Musical jovem Guerra de Papel transporta o mito de Antígona para os tempos atuais

Foto - Jefferson Pancieri

Com interpretação brechtiniana, a 
Tô em Outra Cia. de Teatro discute a dura realidade enfrentada pelos jovens negros da periferia. Peça circula por Jundiaí, São Caetano do Sul, Guarulhos, São Paulo e Barueri

Segunda peça da trilogia de pesquisa da Tô em Outra Cia. de Teatro sobre Teatro Grego e Periferia, Guerra de Papel - uma tragédia urbana musical é o novo espetáculo do grupo de repertório do Jaguaré, na zona oeste de São Paulo. A peça trata da tragédia diária ocorrida nas periferias do Brasil, palco da violência sofrida pelas comunidades residentes nessas regiões. Na adaptação do mito grego de Antígona para os dias atuais, foi concebida uma interpretação brechtiniana. Com duração de 60 minutos, em média, a encenação acontece ao vivo com atores e banda de quatro músicos, executando 12 canções.

Enquanto na mitologia grega, a figura de Antígona - filha do casamento incestuoso de Édipo e Jocasta - é aquela que tenta enterrar seu irmão, na peça da companhia ela é a personagem central, a mulher negra na luta para descobrir quem tirou a vida de seu filho Aramiz, morto em consequência de uma bala perdida dentro da sala de aula.

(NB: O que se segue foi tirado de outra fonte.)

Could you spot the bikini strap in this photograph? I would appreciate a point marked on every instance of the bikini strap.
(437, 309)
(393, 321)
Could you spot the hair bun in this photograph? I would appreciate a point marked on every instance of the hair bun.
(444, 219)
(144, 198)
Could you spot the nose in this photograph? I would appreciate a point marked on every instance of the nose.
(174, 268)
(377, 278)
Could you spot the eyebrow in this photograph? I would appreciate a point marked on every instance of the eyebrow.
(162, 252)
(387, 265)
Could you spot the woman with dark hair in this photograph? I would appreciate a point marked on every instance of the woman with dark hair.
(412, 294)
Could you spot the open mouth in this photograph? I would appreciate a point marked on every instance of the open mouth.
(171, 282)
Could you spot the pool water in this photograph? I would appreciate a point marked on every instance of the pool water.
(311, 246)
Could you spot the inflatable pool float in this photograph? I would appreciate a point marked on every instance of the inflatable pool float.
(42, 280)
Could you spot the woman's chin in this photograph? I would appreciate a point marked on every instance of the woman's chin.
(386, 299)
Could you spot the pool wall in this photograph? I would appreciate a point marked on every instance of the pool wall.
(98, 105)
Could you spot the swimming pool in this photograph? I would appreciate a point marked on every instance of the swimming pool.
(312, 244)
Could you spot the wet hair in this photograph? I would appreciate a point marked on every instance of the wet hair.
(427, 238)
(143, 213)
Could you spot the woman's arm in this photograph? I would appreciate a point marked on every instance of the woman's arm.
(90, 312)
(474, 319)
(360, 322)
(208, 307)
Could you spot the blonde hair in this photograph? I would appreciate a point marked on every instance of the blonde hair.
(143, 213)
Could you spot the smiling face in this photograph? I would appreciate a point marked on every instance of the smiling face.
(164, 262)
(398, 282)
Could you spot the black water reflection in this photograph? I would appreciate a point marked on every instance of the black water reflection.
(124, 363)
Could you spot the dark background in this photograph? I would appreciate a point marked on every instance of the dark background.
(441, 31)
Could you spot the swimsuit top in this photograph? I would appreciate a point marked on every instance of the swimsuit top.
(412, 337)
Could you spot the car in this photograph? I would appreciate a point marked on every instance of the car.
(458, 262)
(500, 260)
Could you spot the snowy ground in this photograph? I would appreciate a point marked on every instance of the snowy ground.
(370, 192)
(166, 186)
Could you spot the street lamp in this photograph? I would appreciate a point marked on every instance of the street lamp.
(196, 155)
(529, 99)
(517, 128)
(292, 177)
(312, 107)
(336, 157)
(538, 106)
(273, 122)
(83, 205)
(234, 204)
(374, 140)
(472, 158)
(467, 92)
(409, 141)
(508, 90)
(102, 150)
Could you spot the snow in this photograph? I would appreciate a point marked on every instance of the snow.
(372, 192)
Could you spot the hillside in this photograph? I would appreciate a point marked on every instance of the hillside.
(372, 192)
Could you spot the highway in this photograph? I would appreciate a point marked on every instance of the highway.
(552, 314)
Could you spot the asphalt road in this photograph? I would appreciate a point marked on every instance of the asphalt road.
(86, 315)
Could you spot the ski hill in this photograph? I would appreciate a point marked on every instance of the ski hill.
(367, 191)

Se no primeiro espetáculo da trilogia Das Ruas, um Orfeu de Mochila (saiba mais aqui), o grupo adaptou o mito de Orfeu e Eurídice para os tempos atuais, celebrando o amor, em Guerra de Papel a Cia. - sempre na estética do teatro musical - transporta o mito de Antígona para a contemporaneidade e retrata o luto. A reflexão proposta agora passa pelo precário ensino público brasileiro e o genocídio dos negros, principalmente em escolas periféricas, consequência do combate entre polícia e traficantes. Depois da tragédia com o filho, Antígona estampa o rosto do menino nos jornais, camisetas e em sua janela, gritando em sua comunidade, fazendo sua própria guerra.

Foto - Jefferson Pancieri

“Queremos falar sobre as mortes nas periferias, sempre invalidadas pela mídia e pela polícia, que nunca realiza uma investigação séria para encontrar o culpado. Exemplo é o ocorrido com o assassinato de Marielle Franco. Um caso famoso, de uma vereadora periférica, pessoa pública, até bem pouco tempo sem conclusão”, comenta o Diretor Geral Jorge Alves.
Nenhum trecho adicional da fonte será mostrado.